Morally Acceptable

Many have joined the What Feels Good Religion. Whatever they feel at the moment is their compass for life.

Sadly, moral and ethical issues continue on the decline and social media affirms it. Life can become very blurry and unfocused without a moral compass.ID-10021419

One night stands are the norm. Deciding to live together without a marriage commitment is an everyday occurrence; besides it is an economical move. Right? What is wrong with having sexual relationships before marriage?  What will it hurt? Everyone is doing it.

Many say the Bible is an antiquated book that was good for people way back when, but really, get with the tour. It’s the new world! If you take the time to read it, you will find that people struggled just like us. Life is still about war, injustice, joyful moments, passion, victory and recipes for healthy living.

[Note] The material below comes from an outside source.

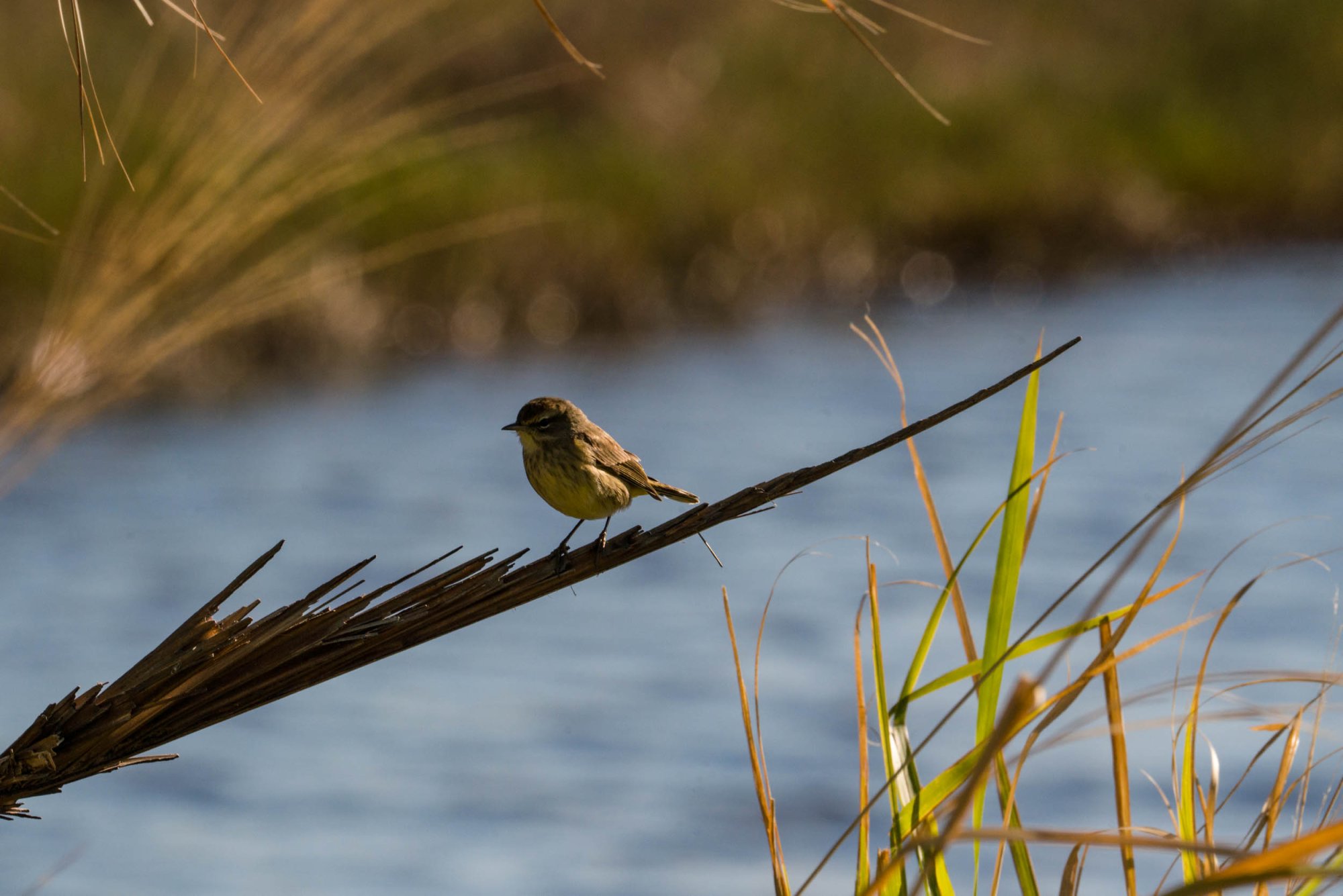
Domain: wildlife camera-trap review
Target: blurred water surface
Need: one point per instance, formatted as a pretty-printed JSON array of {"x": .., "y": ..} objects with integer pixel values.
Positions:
[{"x": 592, "y": 742}]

I need God’s Guide Book. If I went by the feel good religion, my life would be a mess.  Besides, my life was a mess because of other’s decisions for their feel good choices, so I know that it doesn’t work well.

A couple of weeks ago, I talked about Respect.  Its cousin is the Moral Compass. Dating can be pretty exciting. Someone is paying attention to you and wants to spend time with you.  What a nice treat after a heart-wrenching break up in your marriage.  Every woman wants a man to share their dreams and goals with. If you are able to set some healthy dating boundaries ahead a time and know where you stand with this compass, it will save you some heartache.

I was looking forward to dating again and enjoying male company. I made a pack with myself and God to help me keep my standards high. It was surprising how the moral compass had changed in  the 12 years I was single…even in our churches. Some men had no more interest in me than a pet snake and only wanted time in the sack. I can’t even imagine basing a solid foundation on just sex.

It’s not only about having sex. There are other moral issues that need our compass. Some are dating a married man believing his words saying he plans to leave his wife or file for divorce SOON. Maybe you are still married and things have not been finalized. Integrity is the best route to follow when either/or are still married.

As a single mom we can feel starved for love.  Some think having sex with a guy is true love making them feel better. Intimacy in any relationship is about communication, believing in each other, and respecting each other’s body.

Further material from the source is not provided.